In a proof of principle clinical trial, Mayo Clinic researchers have demonstrated that virotherapy – destroying cancer with a virus that infects and kills cancer cells but spares normal tissues – can be effective against the deadly cancer multiple myeloma. ….. Two patients in the study received a single intravenous dose of an engineered measles virus (MV-NIS) that is selectively toxic to myeloma plasma cells. Both patients responded, showing reduction of both bone marrow cancer and myeloma protein. One patient, a 49-year-old woman, experienced complete remission of myeloma and has been clear of the disease for over six months.

Research report here in Mayo Clinic Proceedings (no paywall, thanks!); WAPO.

“Patient 1” has a name: Stacy Erholtz, and we owe her not only our admiration but thanks for allowing us to put a human face to the antiseptic research prose.

The researchers and the Mayo media people studiously avoid the word cure.
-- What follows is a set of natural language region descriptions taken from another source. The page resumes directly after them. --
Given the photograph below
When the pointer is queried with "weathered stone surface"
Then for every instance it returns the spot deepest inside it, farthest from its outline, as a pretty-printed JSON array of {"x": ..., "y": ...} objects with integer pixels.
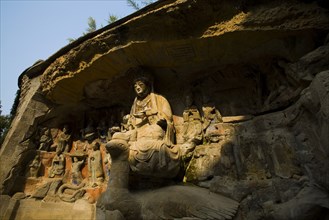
[{"x": 261, "y": 65}]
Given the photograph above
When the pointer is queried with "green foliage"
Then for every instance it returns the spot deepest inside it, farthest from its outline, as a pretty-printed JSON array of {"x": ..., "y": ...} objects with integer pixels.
[
  {"x": 133, "y": 4},
  {"x": 143, "y": 3},
  {"x": 91, "y": 25},
  {"x": 112, "y": 18}
]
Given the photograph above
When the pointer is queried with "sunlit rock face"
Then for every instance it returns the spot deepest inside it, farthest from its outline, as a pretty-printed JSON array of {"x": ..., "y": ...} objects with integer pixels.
[{"x": 247, "y": 84}]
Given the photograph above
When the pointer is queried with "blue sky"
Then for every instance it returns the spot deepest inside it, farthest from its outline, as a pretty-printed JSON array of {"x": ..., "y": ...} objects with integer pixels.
[{"x": 33, "y": 30}]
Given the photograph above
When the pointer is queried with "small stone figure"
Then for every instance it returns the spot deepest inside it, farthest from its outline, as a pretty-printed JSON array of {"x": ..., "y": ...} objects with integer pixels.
[
  {"x": 63, "y": 140},
  {"x": 45, "y": 140},
  {"x": 58, "y": 164},
  {"x": 102, "y": 131},
  {"x": 35, "y": 166},
  {"x": 211, "y": 117},
  {"x": 88, "y": 133},
  {"x": 76, "y": 171},
  {"x": 95, "y": 166},
  {"x": 192, "y": 127}
]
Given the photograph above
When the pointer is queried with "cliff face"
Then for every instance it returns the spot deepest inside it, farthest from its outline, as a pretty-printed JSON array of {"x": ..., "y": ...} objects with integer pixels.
[{"x": 263, "y": 65}]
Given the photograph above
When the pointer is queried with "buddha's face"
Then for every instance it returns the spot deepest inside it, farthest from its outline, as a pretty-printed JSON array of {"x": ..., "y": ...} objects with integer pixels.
[{"x": 140, "y": 88}]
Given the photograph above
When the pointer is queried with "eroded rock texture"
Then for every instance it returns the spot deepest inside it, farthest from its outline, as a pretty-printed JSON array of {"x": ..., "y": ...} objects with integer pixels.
[{"x": 248, "y": 87}]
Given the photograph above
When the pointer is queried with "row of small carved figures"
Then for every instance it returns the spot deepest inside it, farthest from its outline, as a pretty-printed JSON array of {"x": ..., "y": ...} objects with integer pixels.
[{"x": 57, "y": 168}]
It’s understandable: there was too much premature talk of silver bullets in Nixon’s “war on cancer”, and it’s important not to raise false hopes. But, but. This news does raise true ones. It’s the most striking proof imaginable that the viral approach being pursued by many teams of researchers really can work: bringing back a human patient from death’s door to a near-normality she hasn’t enjoyed for 10 years. Some might quibble and say we should wait for a whole year or three years’ remission before calling it a cure. If we have to wait until she dies of something else, then the term is unusable. On the understanding that the risk of relapse is still there, from whatever unknown genetic and environmental factors caused her cancer to grow in the first place, I propose to call it a cure.

It is one cure of one cancer, not a cure in the sense of a replicable treatment for a class of cancers, still less the cure – which is probably unattainable, as cancer is a large and diverse family of mutinies. Unlike the typical situation in the social sciences, there is no real doubt about causality. Ms Erholtz wasn’t taking any other anti-cancer drugs; they gave her a massive shot of agents designed to have an effect; five minutes later she had a splitting headache; two hours later she “started shaking and vomiting”, with a high fever; 36 hours later, the large tumour on her skull started shrinking, and carried on shrinking. Causation isn’t the problem.
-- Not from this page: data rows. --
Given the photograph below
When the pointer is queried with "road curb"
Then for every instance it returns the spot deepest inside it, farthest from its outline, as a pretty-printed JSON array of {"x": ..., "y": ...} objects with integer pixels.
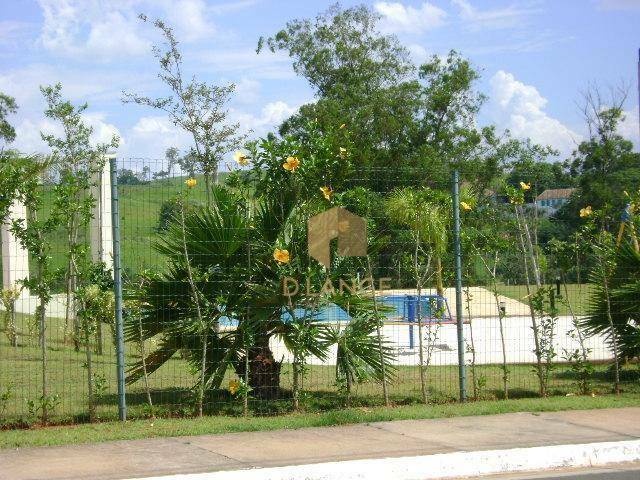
[{"x": 439, "y": 466}]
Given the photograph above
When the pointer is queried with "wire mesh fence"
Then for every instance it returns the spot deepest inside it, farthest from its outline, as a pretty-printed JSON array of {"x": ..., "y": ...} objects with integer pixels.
[{"x": 235, "y": 304}]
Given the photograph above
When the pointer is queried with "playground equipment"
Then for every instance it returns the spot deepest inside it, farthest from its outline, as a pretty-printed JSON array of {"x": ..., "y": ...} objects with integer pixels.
[{"x": 434, "y": 309}]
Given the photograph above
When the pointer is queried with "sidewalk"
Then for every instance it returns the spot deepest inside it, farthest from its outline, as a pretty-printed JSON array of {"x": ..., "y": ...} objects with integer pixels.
[{"x": 409, "y": 438}]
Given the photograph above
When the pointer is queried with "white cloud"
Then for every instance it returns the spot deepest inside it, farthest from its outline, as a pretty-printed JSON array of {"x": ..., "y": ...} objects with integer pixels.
[
  {"x": 618, "y": 4},
  {"x": 191, "y": 19},
  {"x": 152, "y": 135},
  {"x": 91, "y": 28},
  {"x": 507, "y": 17},
  {"x": 629, "y": 128},
  {"x": 407, "y": 19},
  {"x": 29, "y": 140},
  {"x": 521, "y": 109},
  {"x": 271, "y": 115},
  {"x": 418, "y": 53},
  {"x": 247, "y": 91},
  {"x": 238, "y": 61},
  {"x": 111, "y": 30}
]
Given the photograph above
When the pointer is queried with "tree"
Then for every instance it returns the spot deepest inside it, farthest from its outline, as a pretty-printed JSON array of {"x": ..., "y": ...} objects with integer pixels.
[
  {"x": 605, "y": 164},
  {"x": 445, "y": 135},
  {"x": 361, "y": 79},
  {"x": 531, "y": 165},
  {"x": 20, "y": 182},
  {"x": 195, "y": 106},
  {"x": 428, "y": 222},
  {"x": 8, "y": 105},
  {"x": 78, "y": 164}
]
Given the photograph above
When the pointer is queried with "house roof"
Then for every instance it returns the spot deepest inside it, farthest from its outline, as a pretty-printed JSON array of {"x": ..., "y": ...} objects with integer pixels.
[{"x": 555, "y": 193}]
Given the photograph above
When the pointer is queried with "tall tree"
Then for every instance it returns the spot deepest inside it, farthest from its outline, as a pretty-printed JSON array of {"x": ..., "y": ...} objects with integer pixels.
[
  {"x": 362, "y": 80},
  {"x": 605, "y": 163},
  {"x": 78, "y": 163},
  {"x": 8, "y": 106},
  {"x": 197, "y": 107}
]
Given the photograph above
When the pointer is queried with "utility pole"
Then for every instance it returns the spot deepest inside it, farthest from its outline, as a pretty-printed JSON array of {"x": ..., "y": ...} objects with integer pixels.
[{"x": 462, "y": 375}]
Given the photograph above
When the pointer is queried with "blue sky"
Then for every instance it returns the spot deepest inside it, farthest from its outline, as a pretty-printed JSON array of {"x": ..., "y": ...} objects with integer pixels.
[{"x": 536, "y": 56}]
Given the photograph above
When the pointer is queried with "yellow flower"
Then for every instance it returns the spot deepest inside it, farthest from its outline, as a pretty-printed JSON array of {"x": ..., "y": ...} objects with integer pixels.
[
  {"x": 281, "y": 256},
  {"x": 326, "y": 192},
  {"x": 586, "y": 211},
  {"x": 241, "y": 158},
  {"x": 291, "y": 164},
  {"x": 234, "y": 386}
]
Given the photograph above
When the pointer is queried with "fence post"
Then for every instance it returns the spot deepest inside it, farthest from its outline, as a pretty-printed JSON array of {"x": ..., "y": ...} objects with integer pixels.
[
  {"x": 117, "y": 288},
  {"x": 462, "y": 374}
]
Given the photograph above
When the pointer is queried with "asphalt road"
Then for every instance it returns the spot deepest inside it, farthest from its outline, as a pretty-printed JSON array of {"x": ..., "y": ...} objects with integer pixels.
[{"x": 629, "y": 472}]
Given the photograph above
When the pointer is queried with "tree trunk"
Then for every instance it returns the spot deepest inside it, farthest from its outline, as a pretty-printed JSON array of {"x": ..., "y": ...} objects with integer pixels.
[
  {"x": 264, "y": 370},
  {"x": 92, "y": 404}
]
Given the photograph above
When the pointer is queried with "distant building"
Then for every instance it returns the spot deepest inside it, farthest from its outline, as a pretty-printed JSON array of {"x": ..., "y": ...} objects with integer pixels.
[{"x": 551, "y": 200}]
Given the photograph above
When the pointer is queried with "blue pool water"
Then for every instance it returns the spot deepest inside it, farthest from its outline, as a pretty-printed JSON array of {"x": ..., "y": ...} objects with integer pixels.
[{"x": 403, "y": 308}]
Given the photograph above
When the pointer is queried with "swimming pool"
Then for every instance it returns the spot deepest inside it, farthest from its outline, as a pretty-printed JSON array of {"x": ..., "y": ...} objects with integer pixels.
[{"x": 400, "y": 308}]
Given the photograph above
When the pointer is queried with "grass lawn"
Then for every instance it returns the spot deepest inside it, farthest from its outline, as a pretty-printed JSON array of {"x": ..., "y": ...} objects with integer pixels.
[
  {"x": 171, "y": 385},
  {"x": 577, "y": 296},
  {"x": 139, "y": 213},
  {"x": 161, "y": 427}
]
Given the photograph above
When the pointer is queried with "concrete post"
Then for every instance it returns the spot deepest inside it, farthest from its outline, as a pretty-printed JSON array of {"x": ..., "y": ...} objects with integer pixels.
[
  {"x": 101, "y": 230},
  {"x": 15, "y": 258}
]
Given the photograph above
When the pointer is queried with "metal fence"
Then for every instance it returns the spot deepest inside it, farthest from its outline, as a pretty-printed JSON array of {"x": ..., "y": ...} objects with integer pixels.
[{"x": 311, "y": 352}]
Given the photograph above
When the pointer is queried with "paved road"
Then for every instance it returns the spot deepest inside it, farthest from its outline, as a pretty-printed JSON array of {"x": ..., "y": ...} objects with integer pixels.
[
  {"x": 210, "y": 453},
  {"x": 629, "y": 472}
]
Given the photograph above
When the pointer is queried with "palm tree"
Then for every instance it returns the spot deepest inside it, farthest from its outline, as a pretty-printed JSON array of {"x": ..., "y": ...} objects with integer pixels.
[
  {"x": 224, "y": 252},
  {"x": 427, "y": 215},
  {"x": 614, "y": 306}
]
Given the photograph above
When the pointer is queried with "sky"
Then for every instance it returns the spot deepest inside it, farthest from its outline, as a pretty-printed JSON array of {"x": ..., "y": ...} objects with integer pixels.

Replication is. The same treatment had much less effect on the unlucky other patient. What was the difference? Since cancer cells are mutinous parts of a unique individual, the effect could have been tied to rare or even unique features of Ms Erholtz’ genome or immunological history. The Mayo researchers are starting a larger trial in September to sort this out. But the Grendel they are tracking back to its deathly lair is wounded and leaves a trail of fresh blood.
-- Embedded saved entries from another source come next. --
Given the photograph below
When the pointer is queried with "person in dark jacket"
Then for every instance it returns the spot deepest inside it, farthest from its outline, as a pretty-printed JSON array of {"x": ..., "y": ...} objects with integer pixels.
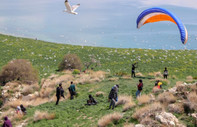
[
  {"x": 58, "y": 93},
  {"x": 91, "y": 101},
  {"x": 133, "y": 69},
  {"x": 7, "y": 122},
  {"x": 23, "y": 109},
  {"x": 113, "y": 96},
  {"x": 140, "y": 87},
  {"x": 165, "y": 73},
  {"x": 62, "y": 92},
  {"x": 72, "y": 90}
]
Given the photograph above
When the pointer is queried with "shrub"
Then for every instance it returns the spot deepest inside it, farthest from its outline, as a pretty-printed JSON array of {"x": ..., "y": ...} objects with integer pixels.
[
  {"x": 69, "y": 62},
  {"x": 121, "y": 73},
  {"x": 19, "y": 70},
  {"x": 123, "y": 99},
  {"x": 144, "y": 99},
  {"x": 76, "y": 71},
  {"x": 43, "y": 115},
  {"x": 129, "y": 125},
  {"x": 192, "y": 97},
  {"x": 176, "y": 108},
  {"x": 100, "y": 94},
  {"x": 107, "y": 119},
  {"x": 147, "y": 111},
  {"x": 166, "y": 97},
  {"x": 128, "y": 106}
]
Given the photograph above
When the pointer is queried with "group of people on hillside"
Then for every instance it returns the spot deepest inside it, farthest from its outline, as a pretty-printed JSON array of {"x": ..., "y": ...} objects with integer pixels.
[
  {"x": 60, "y": 92},
  {"x": 134, "y": 66},
  {"x": 113, "y": 95}
]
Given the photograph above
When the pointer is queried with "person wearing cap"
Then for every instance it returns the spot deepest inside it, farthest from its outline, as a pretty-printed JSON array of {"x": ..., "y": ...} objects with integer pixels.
[
  {"x": 113, "y": 96},
  {"x": 140, "y": 87},
  {"x": 7, "y": 122}
]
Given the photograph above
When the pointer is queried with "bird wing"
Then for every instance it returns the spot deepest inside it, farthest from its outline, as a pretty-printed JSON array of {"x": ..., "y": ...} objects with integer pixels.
[
  {"x": 68, "y": 7},
  {"x": 74, "y": 7}
]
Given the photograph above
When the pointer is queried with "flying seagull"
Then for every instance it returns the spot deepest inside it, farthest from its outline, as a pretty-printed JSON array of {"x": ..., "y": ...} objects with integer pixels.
[{"x": 70, "y": 9}]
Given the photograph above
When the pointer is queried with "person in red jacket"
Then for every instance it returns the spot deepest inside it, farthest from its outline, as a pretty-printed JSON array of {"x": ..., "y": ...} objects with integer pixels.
[{"x": 140, "y": 87}]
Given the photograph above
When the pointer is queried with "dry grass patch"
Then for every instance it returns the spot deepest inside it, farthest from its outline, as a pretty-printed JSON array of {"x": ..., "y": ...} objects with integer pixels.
[
  {"x": 158, "y": 74},
  {"x": 144, "y": 99},
  {"x": 192, "y": 97},
  {"x": 46, "y": 92},
  {"x": 14, "y": 104},
  {"x": 40, "y": 115},
  {"x": 126, "y": 77},
  {"x": 129, "y": 125},
  {"x": 128, "y": 106},
  {"x": 147, "y": 111},
  {"x": 109, "y": 118},
  {"x": 123, "y": 99},
  {"x": 189, "y": 79},
  {"x": 156, "y": 90},
  {"x": 150, "y": 122},
  {"x": 99, "y": 93},
  {"x": 176, "y": 108},
  {"x": 139, "y": 74},
  {"x": 166, "y": 98},
  {"x": 113, "y": 79},
  {"x": 29, "y": 89}
]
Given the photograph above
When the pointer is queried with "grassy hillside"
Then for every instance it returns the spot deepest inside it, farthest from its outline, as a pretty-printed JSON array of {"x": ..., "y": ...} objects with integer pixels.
[{"x": 46, "y": 57}]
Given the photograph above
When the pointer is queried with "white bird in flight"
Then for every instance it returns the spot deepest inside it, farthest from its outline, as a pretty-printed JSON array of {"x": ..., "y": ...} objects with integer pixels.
[{"x": 70, "y": 9}]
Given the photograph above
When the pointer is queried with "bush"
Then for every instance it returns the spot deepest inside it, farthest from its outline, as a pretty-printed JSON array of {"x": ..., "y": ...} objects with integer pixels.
[
  {"x": 121, "y": 73},
  {"x": 18, "y": 70},
  {"x": 76, "y": 71},
  {"x": 69, "y": 62}
]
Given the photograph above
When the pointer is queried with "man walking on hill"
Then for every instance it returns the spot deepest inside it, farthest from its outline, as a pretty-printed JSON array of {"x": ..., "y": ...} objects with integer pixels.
[
  {"x": 133, "y": 69},
  {"x": 58, "y": 93},
  {"x": 72, "y": 90},
  {"x": 165, "y": 73},
  {"x": 113, "y": 96},
  {"x": 139, "y": 87}
]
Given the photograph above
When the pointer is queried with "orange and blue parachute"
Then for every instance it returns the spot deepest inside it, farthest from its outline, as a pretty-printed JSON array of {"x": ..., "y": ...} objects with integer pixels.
[{"x": 160, "y": 14}]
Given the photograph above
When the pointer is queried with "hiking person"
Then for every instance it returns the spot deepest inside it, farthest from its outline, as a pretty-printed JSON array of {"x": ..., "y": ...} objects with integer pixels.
[
  {"x": 72, "y": 90},
  {"x": 156, "y": 82},
  {"x": 58, "y": 93},
  {"x": 7, "y": 122},
  {"x": 159, "y": 84},
  {"x": 23, "y": 109},
  {"x": 113, "y": 96},
  {"x": 133, "y": 69},
  {"x": 140, "y": 87},
  {"x": 91, "y": 101},
  {"x": 165, "y": 73},
  {"x": 62, "y": 92}
]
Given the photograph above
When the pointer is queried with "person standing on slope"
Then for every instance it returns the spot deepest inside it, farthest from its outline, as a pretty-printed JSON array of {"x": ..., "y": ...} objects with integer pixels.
[
  {"x": 58, "y": 93},
  {"x": 140, "y": 87},
  {"x": 133, "y": 69},
  {"x": 165, "y": 73},
  {"x": 113, "y": 96},
  {"x": 7, "y": 122}
]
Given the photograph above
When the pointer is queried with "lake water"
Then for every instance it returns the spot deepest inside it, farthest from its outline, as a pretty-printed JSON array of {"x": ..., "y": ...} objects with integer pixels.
[{"x": 106, "y": 23}]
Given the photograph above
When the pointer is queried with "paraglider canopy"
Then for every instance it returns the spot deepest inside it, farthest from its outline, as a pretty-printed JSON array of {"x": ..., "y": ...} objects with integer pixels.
[{"x": 160, "y": 14}]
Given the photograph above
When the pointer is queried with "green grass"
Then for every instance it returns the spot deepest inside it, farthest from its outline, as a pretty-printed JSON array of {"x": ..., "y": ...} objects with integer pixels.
[
  {"x": 46, "y": 56},
  {"x": 71, "y": 112}
]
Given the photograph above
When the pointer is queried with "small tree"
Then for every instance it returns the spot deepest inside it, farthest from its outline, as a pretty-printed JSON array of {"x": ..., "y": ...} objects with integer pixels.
[
  {"x": 69, "y": 62},
  {"x": 18, "y": 70}
]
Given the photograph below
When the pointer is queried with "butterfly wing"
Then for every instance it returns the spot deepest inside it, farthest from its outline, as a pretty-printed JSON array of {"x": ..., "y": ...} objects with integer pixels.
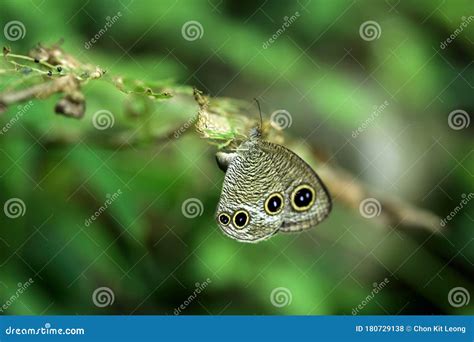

The other reason to talk prudently of cures is that they are still the proper goal. Lewis Thomas got it right (citation in an earlier post of mine on a parallel proof-of-principle cure for an AIDS patient): the expensive, drawn-out treatments of yesterday and today are second-best medical technology. True high medical technology is simple (though based on complex knowledge) and generally cheap: cures like penicillin for syphilis, preventions like the polio vaccine.

Medical progress has recently been advancing expensive treatments rather than cheap cures, and this has been a major driver of the universal trend to rising costs of health care. It may carry on like that. But it ain’t necessarily so.

I know I do go on about this. Personal reasons, you understand. They don’t make me wrong.

Comments

  1. Brett says

    I'm really hoping it works out this time in clinical trials, which are finally being run this fall by the Mayo Clinic. There have been earlier experiments with it, as Ars Technica has pointed out, which didn't pan out, but the idea is certainly sound in my honest opinion.